Strage in Nigeria, 100 morti: sullo sfondo lotte ataviche per la gestione delle terre
Nuova strage in Nigeria: tre villaggi completamente rasi al suolo, con almeno 100
vittime, nello Stato di Kaduna. Gli assalitori hanno messo a ferro e a fuoco i villaggi
a maggioranza cristiana, ma figurerebbero tra le vittime anche dei musulmani. La polizia
non ha attribuito ancora la paternità del massacro, ma alcuni degli scampati hanno
puntato il dito contro i pastori di etnia Fulani o Haussa, rivali da sempre della
popolazione nei villaggi per ciò che riguarda il controllo dei pascoli. Dunque, la
Nigeria, oltre alla campagna di terrore scatenata dagli estremisti islamici, fa i
conti in questo caso con antiche lotte etniche per la gestione delle terre. Veronica
Giacometti ha chiesto un commento ad Anna Bono, docente di Storia dei Paesi
e delle istituzioni africane all’Università di Torino:
R. – Raid molto
violenti hanno raso al suolo e ucciso decine di persone, il che si inserisce in un
continuum di conflitti tra tribù che si scontrano – questo purtroppo succede da decenni,
anzi da secoli – per il controllo delle scarse risorse economiche: pascoli, terre
fertili e le sorgenti.
D. – Oltre alle violenze degli estremisti islamici,
che vorrebbero trasformare la Nigeria in una repubblica islamica, bisogna fare i conti
anche con le tensioni etniche, religiose, le lotte per la gestione della terra…
R.
– E’ importante distinguere questi due fenomeni. Mentre Boko Haram – movimento islamista
più responsabile oramai di migliaia di morti in Nigeria – colpisce con un obiettivo
preciso, dichiarato che è quello di trasformare la Nigeria in uno Stato governato
dalla legge coranica, la sharia – e nel frattempo costringere il più possibile
la maggior parte dei cristiani che vivono nel nord a maggioranza islamica a ritornare
negli stati meridionali – qui, invece, eravamo in presenza di uno scontro tra vicini
per il controllo di risorse economiche preziosissime, che diventa più importante quando
si scontrano popolazioni dedite all’agricoltura e alla pastorizia, perché sono due
sistemi economici molto diversi con esigenze diverse.
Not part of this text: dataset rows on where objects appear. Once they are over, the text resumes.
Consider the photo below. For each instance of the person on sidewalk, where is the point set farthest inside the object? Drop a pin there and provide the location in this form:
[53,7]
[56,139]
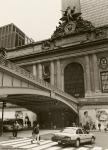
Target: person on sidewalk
[99,126]
[15,129]
[35,133]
D. – Quale potrebbe essere
un argine per queste lotte di vario tipo che si susseguono…
R. – In tutti e
due i casi, quello che servirebbe sarebbe una crescita economica, o meglio ancora,
uno sviluppo economico ed umano, perché la Nigeria cresce economicamente, anzi è il
primo produttore di petrolio di tutta l’Africa. Però, questa immensa ricchezza da
decenni non si traduce in miglioramenti, sviluppo economico e, sottolineo, sviluppo
umano. Basti pensare che circa il 70% della popolazione nigeriana tuttora vive con
meno di due dollari al giorno. Le violenze perderebbero in gran parte ragione d’essere
se migliorassero le condizioni economiche di un Paese che – è importante sottolinearlo
– continua a essere in mano a una classe dirigente, una classe politica, che ha per
caratteristica livelli di corruzione estremi.